Viajes a medida en familia

por | 14 de marzo de 2017

Proponerse viajes a medida en familia responde muy a menudo a tener en cuenta las metas ideales para cada miembro. Si los hijos son pequeños, con estar bien atendidos por los padres, sus metas son acompañar a los padres a todos los momentos que van a vivir juntos, desde el viaje hasta la estancia en los lugares que van a visitar.

Pero si se trata de menores o adolescentes, es posible que trazar un plan o más planes que consigan cierto consenso, sea obligado e idóneo para cumplir el máximo de expectativas posibles para todos.

La meta más importante es disfrutar en la medida que cada miembro familiar reciba, desde los preparativos, el viaje en sí y la estancia que hayan elegido. Con niños no resulta muy aconsejable viajar sin planes previos de alojamiento. Excepto en los casos en los que se decide ir con caravana y el alojamiento se lleva a cabo en campings, los más pequeños de la casa no admiten la inseguridad de ir a la aventura para localizar un alojamiento en ruta. Pero los padres tampoco saldrán beneficiados de esta opción porque los imprevistos con niños se pueden saldar con incomodidades para todos.

Pero si los niños tienen más edad y son adolescentes, se pueden admitir ciertas licencias a la hora de cerrar alojamiento, aunque tampoco es la mejor opción. Así que conviene hacer contratar un plan completo que incluya alojamiento de manera segura, aunque el resto de la asistencia corra a cargo de la improvisación.

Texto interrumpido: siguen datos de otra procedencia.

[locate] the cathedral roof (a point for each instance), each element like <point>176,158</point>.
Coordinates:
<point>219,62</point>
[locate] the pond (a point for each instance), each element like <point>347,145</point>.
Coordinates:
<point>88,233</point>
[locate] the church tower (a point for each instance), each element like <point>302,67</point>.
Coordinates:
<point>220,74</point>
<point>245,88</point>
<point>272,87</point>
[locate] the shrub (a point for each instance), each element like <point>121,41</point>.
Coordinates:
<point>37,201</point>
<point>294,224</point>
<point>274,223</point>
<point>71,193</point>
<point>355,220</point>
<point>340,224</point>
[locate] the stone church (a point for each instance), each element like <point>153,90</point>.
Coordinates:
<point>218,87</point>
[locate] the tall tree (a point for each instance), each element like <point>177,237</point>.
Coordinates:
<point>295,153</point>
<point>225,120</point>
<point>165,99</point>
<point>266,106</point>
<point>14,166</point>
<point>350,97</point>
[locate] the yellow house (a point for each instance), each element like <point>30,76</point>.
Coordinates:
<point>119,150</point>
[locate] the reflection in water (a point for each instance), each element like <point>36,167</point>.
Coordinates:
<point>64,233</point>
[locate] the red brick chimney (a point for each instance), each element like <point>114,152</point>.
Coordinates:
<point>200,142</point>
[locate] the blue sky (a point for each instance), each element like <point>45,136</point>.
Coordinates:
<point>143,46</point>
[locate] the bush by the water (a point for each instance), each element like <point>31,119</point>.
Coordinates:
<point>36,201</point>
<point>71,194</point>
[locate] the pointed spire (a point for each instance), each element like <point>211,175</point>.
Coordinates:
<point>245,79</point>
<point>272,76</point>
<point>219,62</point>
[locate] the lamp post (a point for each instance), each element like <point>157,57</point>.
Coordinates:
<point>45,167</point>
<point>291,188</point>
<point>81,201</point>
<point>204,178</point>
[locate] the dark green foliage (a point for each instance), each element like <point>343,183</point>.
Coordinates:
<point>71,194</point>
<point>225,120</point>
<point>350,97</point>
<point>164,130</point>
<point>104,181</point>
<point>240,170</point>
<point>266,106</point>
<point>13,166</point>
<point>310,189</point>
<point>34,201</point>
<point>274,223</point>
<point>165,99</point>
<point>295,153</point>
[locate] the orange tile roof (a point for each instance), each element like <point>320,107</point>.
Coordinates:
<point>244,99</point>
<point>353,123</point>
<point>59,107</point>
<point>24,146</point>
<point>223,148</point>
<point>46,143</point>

Elegir rutas turísticas de los viajes a medida en los que estamos interesados y combinarlas con excursiones de ocio es la mejor alternativa que satisfará a toda la familia. Y si los más jóvenes lo admiten, cambiar de hotel en las diferentes de ciudades que se van a visitar, también. Y aunque viajando en familia lo mejor es residir toda la estancia en el mismo alojamiento, a veces el plan elegido puede requerir cambiarlo según lo acordado en la agenda de viaje.

Permitirse flexibilidad es la clave para viajar en familia, prescindiendo de tal excursión o apuntándose a otras, si algún miembro así lo prefiere  y siempre y cuando el consenso familiar estima que el cambio satisface a todos en la misma o similar medida.

Otra de las claves para alcanzar metas ideales es no forzar las situaciones, ni tomarse a rajatabla cumplir los planes previstos.